How can we be sure that anything we perceive exists independent of our perception of it? In dream, as in waking, we perceive many phenomena, including a body that we mistake to be ourself and a world that seems to be outside ourself, and so long as we are dreaming we assume that all those phenomena exist independent of our perception of them, but when we wake up we recognise that they were all only our own mental fabrication and therefore did not exist independent of our perception of them. Why then should we assume that what we perceive in waking is not likewise just a mental fabrication?
According to Bhagavan any state that we take to be waking is just a dream, so all that we perceive is just a mental fabrication. Though we believe that we are a physical body living in a physical world, all these physical phenomena are actually just mental phenomena (images in our mind created by ourself) like all the seemingly physical phenomena that we perceive in a dream.

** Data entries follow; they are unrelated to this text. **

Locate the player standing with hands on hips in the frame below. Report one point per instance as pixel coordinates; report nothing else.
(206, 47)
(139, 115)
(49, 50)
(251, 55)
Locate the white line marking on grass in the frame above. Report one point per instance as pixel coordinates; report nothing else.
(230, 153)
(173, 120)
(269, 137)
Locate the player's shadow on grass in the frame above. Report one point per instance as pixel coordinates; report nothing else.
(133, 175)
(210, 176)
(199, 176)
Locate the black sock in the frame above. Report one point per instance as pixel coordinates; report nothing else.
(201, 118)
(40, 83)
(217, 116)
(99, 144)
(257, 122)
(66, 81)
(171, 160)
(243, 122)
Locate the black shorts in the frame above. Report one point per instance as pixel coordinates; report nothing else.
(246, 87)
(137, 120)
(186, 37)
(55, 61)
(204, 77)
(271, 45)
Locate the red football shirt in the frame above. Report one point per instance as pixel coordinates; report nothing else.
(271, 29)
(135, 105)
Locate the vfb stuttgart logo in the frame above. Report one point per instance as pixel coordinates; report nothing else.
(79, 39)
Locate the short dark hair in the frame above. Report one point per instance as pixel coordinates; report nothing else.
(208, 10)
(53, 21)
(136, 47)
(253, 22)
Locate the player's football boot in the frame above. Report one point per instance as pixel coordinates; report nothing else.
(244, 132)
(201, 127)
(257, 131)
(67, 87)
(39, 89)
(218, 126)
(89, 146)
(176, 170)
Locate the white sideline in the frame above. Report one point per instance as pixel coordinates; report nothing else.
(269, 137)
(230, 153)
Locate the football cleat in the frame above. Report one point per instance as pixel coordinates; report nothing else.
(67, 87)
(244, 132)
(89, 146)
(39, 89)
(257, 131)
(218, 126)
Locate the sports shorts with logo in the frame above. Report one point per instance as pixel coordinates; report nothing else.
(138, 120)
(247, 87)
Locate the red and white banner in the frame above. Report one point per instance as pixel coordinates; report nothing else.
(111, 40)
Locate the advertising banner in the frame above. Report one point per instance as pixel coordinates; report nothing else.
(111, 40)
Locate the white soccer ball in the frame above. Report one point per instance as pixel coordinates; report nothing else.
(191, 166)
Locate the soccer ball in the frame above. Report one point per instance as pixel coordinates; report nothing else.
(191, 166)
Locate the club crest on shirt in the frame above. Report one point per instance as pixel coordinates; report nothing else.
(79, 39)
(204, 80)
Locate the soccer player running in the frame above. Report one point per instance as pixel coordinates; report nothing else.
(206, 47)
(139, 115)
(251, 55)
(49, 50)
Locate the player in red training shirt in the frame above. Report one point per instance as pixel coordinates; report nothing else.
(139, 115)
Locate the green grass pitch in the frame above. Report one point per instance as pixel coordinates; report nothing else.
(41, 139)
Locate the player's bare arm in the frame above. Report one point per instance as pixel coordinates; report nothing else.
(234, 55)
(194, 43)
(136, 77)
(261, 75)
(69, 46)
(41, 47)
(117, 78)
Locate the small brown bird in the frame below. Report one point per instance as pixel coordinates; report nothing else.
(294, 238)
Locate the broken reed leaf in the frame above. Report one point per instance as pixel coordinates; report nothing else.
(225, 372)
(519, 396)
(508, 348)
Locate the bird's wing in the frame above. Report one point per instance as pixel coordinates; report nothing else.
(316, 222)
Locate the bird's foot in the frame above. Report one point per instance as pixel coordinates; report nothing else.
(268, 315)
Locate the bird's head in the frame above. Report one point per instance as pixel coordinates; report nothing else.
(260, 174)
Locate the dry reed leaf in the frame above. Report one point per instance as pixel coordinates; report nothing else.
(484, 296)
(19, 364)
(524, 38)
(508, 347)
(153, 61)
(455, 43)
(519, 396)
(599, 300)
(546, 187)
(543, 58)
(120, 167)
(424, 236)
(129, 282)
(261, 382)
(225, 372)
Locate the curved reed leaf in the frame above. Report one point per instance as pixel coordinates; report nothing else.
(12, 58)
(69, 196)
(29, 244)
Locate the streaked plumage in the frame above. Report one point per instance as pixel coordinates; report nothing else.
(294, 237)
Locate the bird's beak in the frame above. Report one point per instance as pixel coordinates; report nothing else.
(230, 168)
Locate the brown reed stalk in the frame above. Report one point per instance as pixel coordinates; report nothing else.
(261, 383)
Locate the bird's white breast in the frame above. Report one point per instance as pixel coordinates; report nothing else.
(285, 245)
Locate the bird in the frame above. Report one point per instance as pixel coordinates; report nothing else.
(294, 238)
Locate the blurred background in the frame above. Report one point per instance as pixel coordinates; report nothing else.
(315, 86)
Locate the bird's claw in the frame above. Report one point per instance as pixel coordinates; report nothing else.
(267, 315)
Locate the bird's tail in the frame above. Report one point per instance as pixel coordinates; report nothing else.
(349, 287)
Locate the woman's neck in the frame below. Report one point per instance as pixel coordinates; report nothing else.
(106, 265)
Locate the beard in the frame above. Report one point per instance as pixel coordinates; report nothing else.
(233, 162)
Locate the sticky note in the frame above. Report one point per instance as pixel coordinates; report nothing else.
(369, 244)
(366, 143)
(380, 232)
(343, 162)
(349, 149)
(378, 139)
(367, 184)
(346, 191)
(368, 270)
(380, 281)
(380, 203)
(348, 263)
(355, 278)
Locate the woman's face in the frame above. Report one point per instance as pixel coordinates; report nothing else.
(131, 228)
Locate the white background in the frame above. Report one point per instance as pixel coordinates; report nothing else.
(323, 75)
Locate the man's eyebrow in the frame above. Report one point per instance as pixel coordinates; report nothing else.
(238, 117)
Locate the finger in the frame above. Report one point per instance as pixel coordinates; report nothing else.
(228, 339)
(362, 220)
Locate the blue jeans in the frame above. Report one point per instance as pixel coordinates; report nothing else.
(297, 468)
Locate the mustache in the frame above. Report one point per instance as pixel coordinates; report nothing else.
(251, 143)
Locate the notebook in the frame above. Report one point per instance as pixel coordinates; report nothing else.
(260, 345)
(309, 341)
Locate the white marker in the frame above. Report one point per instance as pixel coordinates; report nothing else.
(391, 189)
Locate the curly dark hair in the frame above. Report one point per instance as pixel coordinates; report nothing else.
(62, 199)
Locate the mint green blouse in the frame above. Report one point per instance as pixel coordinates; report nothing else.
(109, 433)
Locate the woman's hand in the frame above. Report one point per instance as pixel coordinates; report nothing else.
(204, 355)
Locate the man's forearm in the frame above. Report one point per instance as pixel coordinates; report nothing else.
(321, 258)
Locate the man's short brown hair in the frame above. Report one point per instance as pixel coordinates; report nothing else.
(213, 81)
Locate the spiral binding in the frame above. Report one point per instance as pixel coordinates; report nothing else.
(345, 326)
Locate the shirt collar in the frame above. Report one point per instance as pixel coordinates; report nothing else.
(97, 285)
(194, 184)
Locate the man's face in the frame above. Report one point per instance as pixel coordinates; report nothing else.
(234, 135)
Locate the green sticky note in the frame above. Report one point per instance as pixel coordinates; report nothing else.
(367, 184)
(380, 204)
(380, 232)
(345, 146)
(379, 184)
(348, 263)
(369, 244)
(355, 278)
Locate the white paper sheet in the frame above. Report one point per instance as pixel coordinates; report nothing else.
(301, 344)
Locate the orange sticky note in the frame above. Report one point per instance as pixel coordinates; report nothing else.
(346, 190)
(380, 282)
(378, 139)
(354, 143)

You say that ‘thoughts are an illusion’, but what exactly do you mean by ‘thoughts’? In its broadest sense ‘thoughts’ mean mental phenomena of any kind whatsoever, and this is the sense in which Bhagavan uses this term. Therefore, if any state that we take to be waking is just a dream, any world we perceive is just a collection of mental phenomena, which is why he says in the fourth paragraph of Nāṉ Ār?, ‘நினைவுகளைத் தவிர்த்து ஜகமென்றோர் பொருள் அன்னியமா யில்லை’ (niṉaivugaḷai-t tavirttu jagam-eṉḏṟōr poruḷ aṉṉiyamāy illai), ‘Excluding thoughts [or ideas], there is not separately any such thing as world’, and in the fourteenth paragraph, ‘ஜக மென்பது நினைவே’ (jagam eṉbadu niṉaivē), ‘What is called the world is only thought’.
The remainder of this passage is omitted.